Here’s something you probably don’t know. Because of the way the laws in a significant number of states are written, if suppressors are ever removed from the National Firearms Act, owning and buying cans will be illegal there. No, really.
After the Big Beautiful Bill dropped the price of a tax stamp to zero, that opened the door for removing cans from the NFA entirely. The 1934 law passed legal muster at the time by justifying its existence as a tax. With the tax gone, there’s a very good legal argument that the NFA is no longer constitutional.
There are a couple of lawsuits winding their way through the courts right now that use that basis to argue that suppressors should be regulated just like any other firearm (with a simple 4473 and a background check), if at all. But if that happens — and we certainly hope it does — the laws on the books in 16 states will present a problem.
While the laws’ language varies from state to state, they basically classify suppressors and controlled weapons that must be regulated and registered under the NFA. If NFA regulation is struck down by the courts, the laws in those states will, in effect outlaw suppressors there. Not great, Bob.
Fortunately, there’s an effort under way to begin to change that and the first state to jump on the silencer deregulatory bus is South Dakota. The effort has been pushed by the NSSF, NRA and Sioux Falls-based Silencer Central.
How gun-friendly is South Dakota? The bill deregulating silencers in the state in anticipation of cans being removed from the NFA — the bill was named SB2A — passed both houses. Unanimously. You read that right. We live in a time when you can’t get anyone involved in politics to agree on the color of the sky or the shape of quarter. But SB2A passed the SD House and Senate without any opposition. At all.

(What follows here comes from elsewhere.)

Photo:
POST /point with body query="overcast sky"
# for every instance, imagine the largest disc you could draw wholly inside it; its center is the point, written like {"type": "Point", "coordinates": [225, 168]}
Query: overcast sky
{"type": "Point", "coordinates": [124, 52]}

On Tuesday, Governor Larry Rhoden made the trip from Pierre Silencer Central’s headquarters in Sioux Falls along with a Senate and House members and the state Attorney General to sign the bill into law.

Boiled down to its essence, the bill declares that suppressors are not controlled weapons. In other words, it means that they don’t require regulation under the NFA for South Dakotans to own one.

The good news is that South Dakota’s law was one of the more intricately worded examples and took some work to get the changes made. And now that it’s law, the work they did can be used as a sort of template for the other 15 states to do the same. The bad news is that not all of those other states are anywhere near as gun-friendly as the Mount Rushmore State, so it’s going to take some doing. That said, South Dakota’s bill is a good start.

While he was there, the Governor helped dedicate Silencer Central’s newly completed 70,000 square foot storage and order processing facility.

Maddox showed off Silencer Central’s massive new Opex order fulfillment system. That three story wall on the left is part of a huge enclosed system that holds about 170,000 suppressors. It robotically fills orders by picking specific suppressors by reading their serial numbers.